The letter destroys the Obama case that the IRS scandal was only a few rogue employees in Cincinnati.
 Carter Hull, a tax law specialist and self-described 501(c)(4) expert with 48 years of experience, testified that he sent development letters, and once he received responses, based on his decades of experience, determined he had enough facts to make recommendations whether to approve or deny the applications.

Mr. Hull’s recommendations were not carried out. Instead, according Michael Seto, the head of Mr. Hull’s unit in Washington D.C., Lois Lerner instructed that the Tea Party applications should go through a multi-layer review that included her senior advisor and the Chief Counsel’s office.

According to Mr. Hull, sometime in the winter of 2010-2011, the senior advisor to Lois Lerner told him the IRS Chief Counsel’s office would need to review these applications. Mr. Hull also indicated this was the first time in his 48 year career at the IRS he was told to send an application to Ms. Lerner’s senior advisor.
But of course it was all non political.  
The Chief Counsel’s office instructed Mr. Hull that they needed updated information to evaluate the applications. Since the applications were up-to-date months earlier, when Mr. Hull made his recommendations, Mr. Hull testified that he found this request from the Chief Counsel’s office surprising. The Chief Counsel’s office also discussed the possibility of a template letter to develop all the Tea Party applications, including those being held in Cincinnati. Mr. Hull explained that all the applications were different and that a template was impractical.

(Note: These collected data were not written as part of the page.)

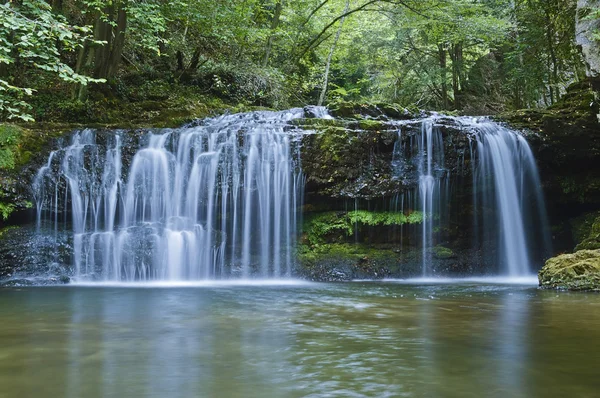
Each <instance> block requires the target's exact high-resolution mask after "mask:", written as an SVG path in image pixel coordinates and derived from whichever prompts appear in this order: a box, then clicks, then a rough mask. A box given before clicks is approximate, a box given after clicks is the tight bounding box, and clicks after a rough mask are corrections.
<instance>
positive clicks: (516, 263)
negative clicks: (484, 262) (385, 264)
mask: <svg viewBox="0 0 600 398" xmlns="http://www.w3.org/2000/svg"><path fill="white" fill-rule="evenodd" d="M415 123H418V124H420V129H419V131H418V132H416V133H415V132H413V134H412V135H410V136H408V137H406V134H404V136H405V137H404V138H405V139H404V140H403V133H402V129H403V128H404V127H403V126H407V125H409V126H410V125H414V124H415ZM400 125H401V126H400V129H399V137H398V140H397V142H396V145H395V149H394V155H393V163H392V169H393V170H394V172H395V173H396V176H397V178H407V177H406V176H407V175H409V174H410V173H411V171H413V172H414V173H416V181H417V188H415V192H414V193H413V194H412V197H413V199H412V200H413V203H412V205H411V206H412V208H415V209H419V210H420V211H422V213H423V222H422V225H421V231H420V233H421V245H422V249H421V250H422V260H421V261H422V275H423V276H431V275H433V272H432V268H431V267H432V262H433V254H432V253H433V251H434V249H435V246H436V245H438V244H440V243H443V242H439V241H438V239H437V235H438V233H436V232H437V231H439V230H440V229H441V228H443V227H445V226H448V224H449V218H450V214H448V213H449V211H450V210H449V209H450V208H451V206H450V202H451V200H452V197H451V194H452V192H451V184H455V185H460V184H464V182H462V180H460V179H459V178H455V179H452V178H451V177H452V176H451V170H450V169H448V168H447V167H446V165H445V158H444V157H445V148H444V146H445V142H446V141H445V139H444V134H443V131H442V127H443V126H444V125H451V126H453V127H454V128H456V129H459V130H460V131H461V134H465V135H466V136H468V137H469V140H470V145H469V147H468V148H467V149H465V150H463V152H462V153H461V154H459V155H458V156H460V157H461V159H462V161H461V164H460V170H457V171H456V172H457V173H460V174H461V175H462V174H464V173H465V171H466V170H467V169H469V168H466V167H465V165H464V162H465V160H464V159H465V156H467V155H470V162H471V167H470V170H471V172H472V176H473V177H472V181H471V189H472V194H471V198H472V203H470V204H467V203H463V204H462V205H471V206H472V208H473V216H472V223H473V225H472V228H473V231H474V232H473V233H472V235H473V237H472V240H473V246H475V247H477V248H479V249H481V250H482V251H483V252H484V257H489V256H490V253H489V252H491V251H492V250H491V249H490V248H489V247H488V246H485V245H483V246H481V247H480V245H482V243H481V242H482V241H490V240H493V241H494V242H495V243H494V244H493V248H494V249H493V251H495V252H497V255H495V258H494V259H493V260H492V261H493V262H494V263H496V264H498V265H499V272H500V273H502V274H505V275H508V276H524V275H529V274H530V273H531V272H532V266H531V258H530V257H531V256H530V250H528V248H529V247H531V246H535V247H538V246H539V247H540V248H541V251H544V252H545V253H548V252H549V251H550V249H549V247H550V243H549V237H548V234H547V231H548V226H547V221H546V220H547V217H546V209H545V205H544V199H543V194H542V191H541V184H540V180H539V175H538V171H537V166H536V163H535V159H534V157H533V154H532V152H531V149H530V148H529V145H528V144H527V141H526V140H525V139H524V138H523V137H522V136H521V135H520V134H519V133H517V132H515V131H512V130H510V129H508V128H505V127H503V126H501V125H499V124H497V123H494V122H491V121H489V120H487V119H481V120H477V119H473V118H469V117H448V116H437V115H434V116H432V117H429V118H426V119H423V120H421V121H417V122H415V121H407V122H403V123H400ZM413 130H414V128H413ZM452 150H455V151H456V148H452ZM462 188H464V187H462ZM407 197H409V198H410V197H411V193H410V192H408V193H407ZM402 199H404V194H403V195H402ZM460 205H461V204H459V206H460ZM402 207H404V205H403V206H402ZM534 227H537V230H538V231H540V232H537V234H536V233H535V231H534ZM536 235H537V236H536Z"/></svg>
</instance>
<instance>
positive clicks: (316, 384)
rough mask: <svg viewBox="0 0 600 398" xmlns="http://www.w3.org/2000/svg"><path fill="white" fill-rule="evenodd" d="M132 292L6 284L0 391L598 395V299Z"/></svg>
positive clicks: (473, 296) (2, 315)
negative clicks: (42, 286)
mask: <svg viewBox="0 0 600 398" xmlns="http://www.w3.org/2000/svg"><path fill="white" fill-rule="evenodd" d="M135 286H137V287H134V288H132V287H102V288H97V287H86V286H71V287H46V288H4V289H2V290H0V319H2V324H1V325H0V341H2V349H0V397H41V396H47V397H173V398H174V397H193V396H195V397H404V396H405V397H483V396H485V397H542V396H543V397H564V396H573V397H595V396H597V393H598V391H600V378H599V377H598V369H599V365H600V355H598V354H599V353H600V295H595V294H565V293H561V294H558V293H557V292H553V291H539V290H537V289H536V288H534V287H532V286H531V285H506V284H494V283H490V282H486V283H482V281H462V282H460V283H455V284H448V283H433V282H428V281H421V282H420V284H417V283H414V282H412V283H408V282H406V281H389V282H381V283H364V282H356V283H348V284H320V285H315V284H308V283H298V284H295V283H290V282H288V283H286V284H285V285H278V284H277V283H275V282H271V283H270V284H269V285H260V284H259V283H252V284H246V285H245V284H243V283H242V282H237V283H236V284H227V283H225V282H219V283H216V284H210V283H206V284H204V285H203V286H200V285H196V286H191V285H188V286H179V287H170V288H163V287H162V286H152V287H142V285H135ZM163 286H164V285H163Z"/></svg>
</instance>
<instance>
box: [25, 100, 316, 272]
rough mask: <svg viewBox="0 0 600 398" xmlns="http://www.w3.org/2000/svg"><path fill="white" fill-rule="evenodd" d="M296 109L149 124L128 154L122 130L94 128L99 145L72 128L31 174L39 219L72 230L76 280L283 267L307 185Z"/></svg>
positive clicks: (285, 271) (290, 266) (297, 112)
mask: <svg viewBox="0 0 600 398" xmlns="http://www.w3.org/2000/svg"><path fill="white" fill-rule="evenodd" d="M311 111H312V112H313V113H316V114H318V115H319V116H321V117H328V116H327V114H326V112H324V111H323V110H321V109H318V108H316V109H311ZM304 114H305V112H304V111H303V110H302V109H292V110H290V111H285V112H253V113H248V114H239V115H226V116H222V117H219V118H214V119H208V120H205V121H203V122H201V123H200V124H199V125H196V126H189V127H186V128H181V129H176V130H161V131H154V132H149V133H147V136H146V137H145V144H143V145H142V147H141V148H140V149H139V150H137V151H135V152H134V153H135V154H134V155H133V157H132V158H131V159H130V160H129V161H128V162H126V161H124V159H125V158H126V156H125V152H130V151H131V150H132V149H134V148H131V147H130V146H129V145H133V143H131V142H129V143H128V144H127V145H125V144H124V143H123V141H124V138H125V137H124V135H123V133H122V132H114V133H113V134H112V135H106V134H102V135H101V136H102V140H104V141H105V143H104V144H103V145H100V144H99V143H98V140H99V139H100V133H98V132H96V131H93V130H84V131H81V132H78V133H76V134H74V135H73V137H72V140H71V143H70V144H69V145H67V146H65V147H64V148H62V149H60V150H58V151H54V152H53V153H52V154H51V156H50V158H49V160H48V163H47V164H46V166H44V167H42V168H41V169H40V170H39V172H38V174H37V177H36V179H35V182H34V190H35V197H36V204H37V215H38V227H39V226H40V225H41V224H42V223H50V224H52V225H53V227H54V228H55V229H58V228H65V229H67V230H70V231H71V232H72V235H73V250H74V273H75V276H76V277H78V278H93V279H96V280H108V281H133V280H172V281H177V280H179V281H181V280H200V279H210V278H228V277H250V276H257V277H284V276H288V275H290V273H291V270H292V265H293V262H294V247H295V242H296V235H297V227H298V223H299V218H298V211H299V208H300V207H301V205H302V194H303V189H304V177H303V175H302V170H301V167H300V161H299V160H300V159H299V149H298V148H299V145H298V140H299V139H300V137H301V133H302V131H301V130H298V129H296V128H293V127H292V126H290V125H289V123H288V122H289V121H290V120H292V119H295V118H300V117H303V116H304ZM125 163H129V164H128V167H127V165H126V164H125ZM59 215H60V217H59Z"/></svg>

Mr. Hull’s supervisor, Ronald Shoemaker, provided insight on the type of additional information sought by the Chief Counsel’s office—namely, information about the applicants’ political activities leading up to the 2010 election.

The lengthy review of the test applications in Washington created a bottleneck and caused the delay of other Tea Party applications in Cincinnati. Indeed, multiple IRS employees in Cincinnati – including Elizabeth Hofacre — have told the Committee they were waiting on guidance from Washington on how to move the applications forward.

Mr. Hull explained that he could not provide advice to Ms. Hofacre because his hands were tied by his superiors in Washington. Therefore, none of these applications were approved or denied during the time he worked with Ms. Hofacre on the cases.
The Democratic Party's attempt at a Jedi-mind trick trying to tell America the IRS Scandal had nothing to do with politics just isn't working. The truth keeps coming out, and what it is revealing is a vengeful administration which will misuse every government resource possible to ambush anyone with whom they disagree.  That is not America!